Our research based on the Cox proportional hazards model, and introduced three factors (HE grading, type of FT3 level change, and FT3 level) that had the most significant influence on patients’ 90-day prognosis to form an FT3 correlation prognostic formula. The formula score showed that the AUROC curve predicted the 90-day prognosis for patients, which was 0.892, and it was significantly higher than that of the CTP, MELD, MELD–Na, CLIF–SOFA, CLIF–C OF, and AARC scores. The results showed that the FT3 level and type of FT3 dynamic change, combined with HE grading, could be used to predict 90-day prognosis of patients with HBV–ACLF, which may provide new ideas for predicting 90-day prognosis of patients with HBV–ACLF.

Previous studies [18, 19] have shown that critically ill patients showed a reduced metabolic rate and energy loss via decrease in the thyroid hormone level, which helps the body to respond to stresses. Low thyroxine levels have a protective effect on the patients. However, in this study, there were 24 (100%) patients who survived in the continuous normal FT3 group, 47 (82.46%) patients who survived in the FT3 U-shaped change group, and 10 (24.39%) patients who survived in the continuous decreased FT3 group, suggesting that the lower the FT3 level, the higher is the mortality of patients with HBV–ACLF, which does not support the conclusions of previous studies. Further studies are required to elucidate the relevant mechanism.

We metabolic regulatory factors combined with functions of a few organs were used to evaluate the prognosis in patients with HBV–ACLF. These factors reduced the amount of collected clinical data and achieved a better prognostic evaluation effect, which provided new ideas for predicting prognosis in patients with HBV–ACLF. In addition, our research also found significant differences in clinical parameters (TBil, INR) between the survival group and the non-survival group. In addition, these indicators affect the MELD–Na score. Therefore, we believe that changes of FT3 levels may also affect clinical parameters. Patira et al. showed that TBiL, PT, INR, TSH level increases and FT3 level reduces as the severity of liver increases [20].

Klein et al. [21] reported that “during acute infection inflammatory mediators released in the blood stimulate the conversion of T4 to T3 in the tanycytes of the third venctricle.” Therefore, a low level of T3 may be useful in these circumstances by decreasing the metabolic activity of the body. This low metabolic activity allows the conservation of energy when the body should be at rest and avoid dispersion of the energy in a time when all capabilities should be kept for the recovery process from the infection. The immune system will provide the signal from TSH leading to a recovery of metabolic activity. However, in this study, the results did not presented this phenomenon which should be further research in the future.

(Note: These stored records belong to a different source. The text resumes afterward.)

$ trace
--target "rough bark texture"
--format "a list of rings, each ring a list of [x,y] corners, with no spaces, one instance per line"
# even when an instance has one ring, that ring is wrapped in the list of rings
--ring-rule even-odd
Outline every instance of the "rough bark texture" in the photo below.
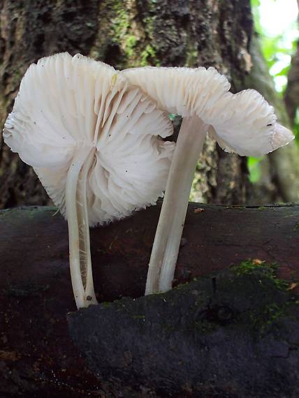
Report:
[[[253,66],[246,78],[247,87],[258,90],[274,106],[280,123],[291,128],[292,123],[288,117],[287,109],[275,89],[256,36],[253,37],[250,52]],[[249,192],[249,202],[256,204],[298,200],[299,148],[295,141],[264,156],[261,166],[261,178]]]
[[[299,1],[297,1],[299,8]],[[299,16],[298,16],[299,23]],[[294,122],[299,105],[299,41],[297,50],[292,57],[291,68],[288,74],[288,84],[284,94],[284,101],[291,123]]]
[[[250,68],[249,0],[0,1],[0,124],[31,63],[78,52],[123,68],[214,66],[240,89]],[[246,160],[208,142],[198,183],[205,201],[243,203]],[[0,141],[0,207],[48,202],[31,169]]]
[[[95,286],[101,302],[143,295],[160,209],[159,204],[119,223],[91,230]],[[294,293],[295,281],[299,278],[298,216],[298,205],[245,208],[189,204],[175,283],[191,281],[194,277],[206,278],[200,278],[198,286],[189,285],[190,288],[183,290],[181,298],[177,295],[180,288],[173,296],[173,311],[168,304],[164,306],[162,296],[159,295],[152,302],[125,299],[118,304],[103,304],[99,311],[100,319],[107,325],[104,328],[95,319],[91,321],[93,316],[89,312],[78,320],[75,320],[77,316],[73,316],[75,320],[70,331],[82,353],[87,355],[89,362],[85,362],[71,341],[66,318],[68,311],[75,310],[66,221],[50,207],[0,212],[0,396],[85,398],[90,393],[105,398],[168,397],[170,391],[184,388],[177,395],[173,392],[172,397],[289,398],[293,397],[291,390],[296,397],[294,383],[296,378],[298,381],[299,344],[297,307],[293,307],[296,299],[291,299],[286,288],[291,288],[289,291]],[[264,271],[256,260],[251,265],[238,267],[249,258],[277,263],[277,275],[289,282],[285,284],[277,279],[272,267]],[[231,263],[240,272],[233,269],[233,277],[231,271],[221,277],[219,272]],[[195,290],[200,292],[198,295]],[[200,300],[196,304],[192,297]],[[182,312],[183,304],[186,311]],[[126,317],[124,313],[115,316],[114,311],[119,304],[128,306],[132,316]],[[192,311],[194,305],[197,305],[196,313]],[[103,309],[108,309],[107,316],[103,315]],[[152,318],[154,333],[150,324],[143,330],[143,310],[152,318],[155,312],[168,314],[168,329]],[[81,314],[77,315],[81,317]],[[163,316],[159,319],[166,318]],[[93,325],[90,334],[85,334],[86,340],[79,330],[83,321]],[[192,323],[199,328],[198,333],[195,329],[186,330],[185,326]],[[162,327],[164,332],[161,334]],[[170,332],[174,327],[177,333]],[[143,330],[143,337],[140,335]],[[138,346],[140,349],[139,354],[131,346],[127,354],[124,353],[123,343],[129,341],[130,331],[136,333],[136,342],[139,341],[136,344],[136,350]],[[155,333],[158,339],[154,339]],[[108,355],[104,360],[108,364],[105,369],[94,353],[96,350],[91,356],[89,337],[95,337],[94,344],[99,345],[101,334],[107,343],[106,351],[101,348],[101,353],[105,351]],[[108,339],[108,335],[112,339]],[[149,371],[143,368],[138,384],[136,369],[130,367],[133,363],[132,355],[136,363],[143,361],[144,364],[140,353],[149,344],[159,351],[159,335],[165,349],[169,348],[169,358],[176,362],[183,346],[186,353],[197,353],[203,359],[206,355],[204,347],[210,347],[207,353],[214,364],[210,377],[203,362],[194,360],[182,364],[181,377],[171,383],[169,367],[166,367],[165,373],[160,373],[163,378],[160,380],[160,388],[157,378],[154,380],[152,376],[155,360],[162,361],[161,364],[165,360],[161,355],[156,359],[149,357]],[[122,348],[115,350],[112,357],[113,341]],[[177,341],[180,347],[175,348]],[[233,346],[230,345],[233,342],[235,343]],[[171,344],[173,350],[169,346]],[[257,357],[252,356],[252,352],[258,353]],[[121,368],[112,364],[113,360],[119,360],[118,355],[123,355]],[[228,367],[223,358],[234,362],[229,375],[225,373]],[[187,376],[189,366],[193,375],[190,380]],[[94,371],[96,367],[101,371],[99,377],[99,371]],[[177,372],[175,367],[175,370]],[[203,384],[194,377],[197,371]],[[254,377],[249,377],[252,372]],[[245,378],[244,375],[247,375]],[[250,388],[253,393],[248,392]]]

There are some limitations in this study. First, the accuracy of the FT3 correlation formula score in predicting the prognosis of patients with HBV–ACLF requires validation from other centers in larger group of patients with ACLF (Large sample size with all type of ACLF). Second, the scoring model that was established in this study is based on the Chinese ACLF diagnostic criteria, and the applicability of these results to patients with ACLF in other countries and regions needs to be verified through further studies.

In conclusion, the FT3 levels and type of FT3 dynamic changes combined with HE grading could be used to predict the 90-day prognosis of patients with HBV–ACLF.